Outage Summary May 12th [Archive]

View Full Version : Outage Summary May 12th

Rogean

05-13-2011, 12:33 AM

Just to give people an idea of what happened.

Sometime after 6 PM EST the data center experienced a power outage affecting the rack that our servers are in (more info posted below on this). The servers were back up a few minutes later, however it resulted in a hard drive failure in the primary database server's array, which ultimately destroyed the array and resulted in complete loss of data. The data center provided me with a KVM Over IP (Kind of like a remote monitor, keyboard, and mouse) to confirm that it could not be restored.
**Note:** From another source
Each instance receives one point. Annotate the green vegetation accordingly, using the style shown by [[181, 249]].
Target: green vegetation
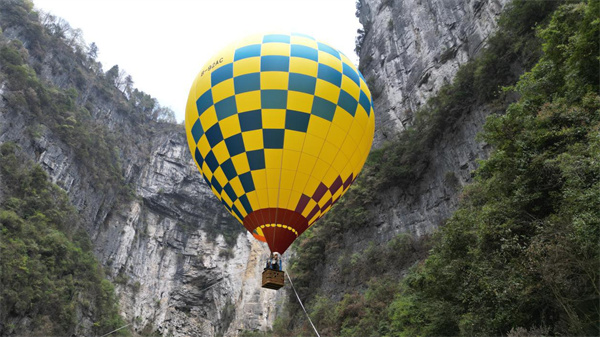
[[49, 273], [402, 160], [522, 250], [520, 256]]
One of the safeguards I have put in place is active real-time replication from the database software to another database server (one of our other zone servers). Both servers lost power but the second server didn't incur any hard drive issues, although it still resulted in data corruption due to an interrupted replication stream and write processes that weren't completed (The raid controllers have batteries, but the database software being halted causes issues as well). That data was run through the database repair program to fix all the issues with incomplete writes and other oddities that had happened, and it did notify me that the character data had lost 3 entries due to corrupt data. (These characters were later identified, rolled back, and compensated).

Since the replicated database only holds select data (pretty much only player data), I had to first restore from the last *full* database backup, taken on May 7th, which included all necessary background information such as database table structure and content. After that, I had to overwrite that database with the more specific player data from the replicated copy, and then lastly I had to re-merge in our latest content patch. The secondary replication server then had to be reconfigured to be the new primary server, as well as continue to run the zones it had before.

After all that it was just a matter of cleaning up internal configurations and etc, and getting the server booted up. After the server was up and we got through the initial rush of resurrections and got the 3 affected characters restored, I went ahead and set up the real-time replication to another separate server, in-case of another disaster :P.

Figured I would give everyone a glimpse of some of the work involved.

Here is what the data center said about the power failure:

Please be advised that the Netriplex AVL01 data center facility team has reported that the UPS on Power Bus 1 momentarily dropped the critical load during a utility power blip impacting some customers in our AVL01 datacenter. Our records indicate that some or all of your infrastructure is being powered by this Bus. This power Bus currently serves approximately 12 percent of the customers in our AVL01 data center.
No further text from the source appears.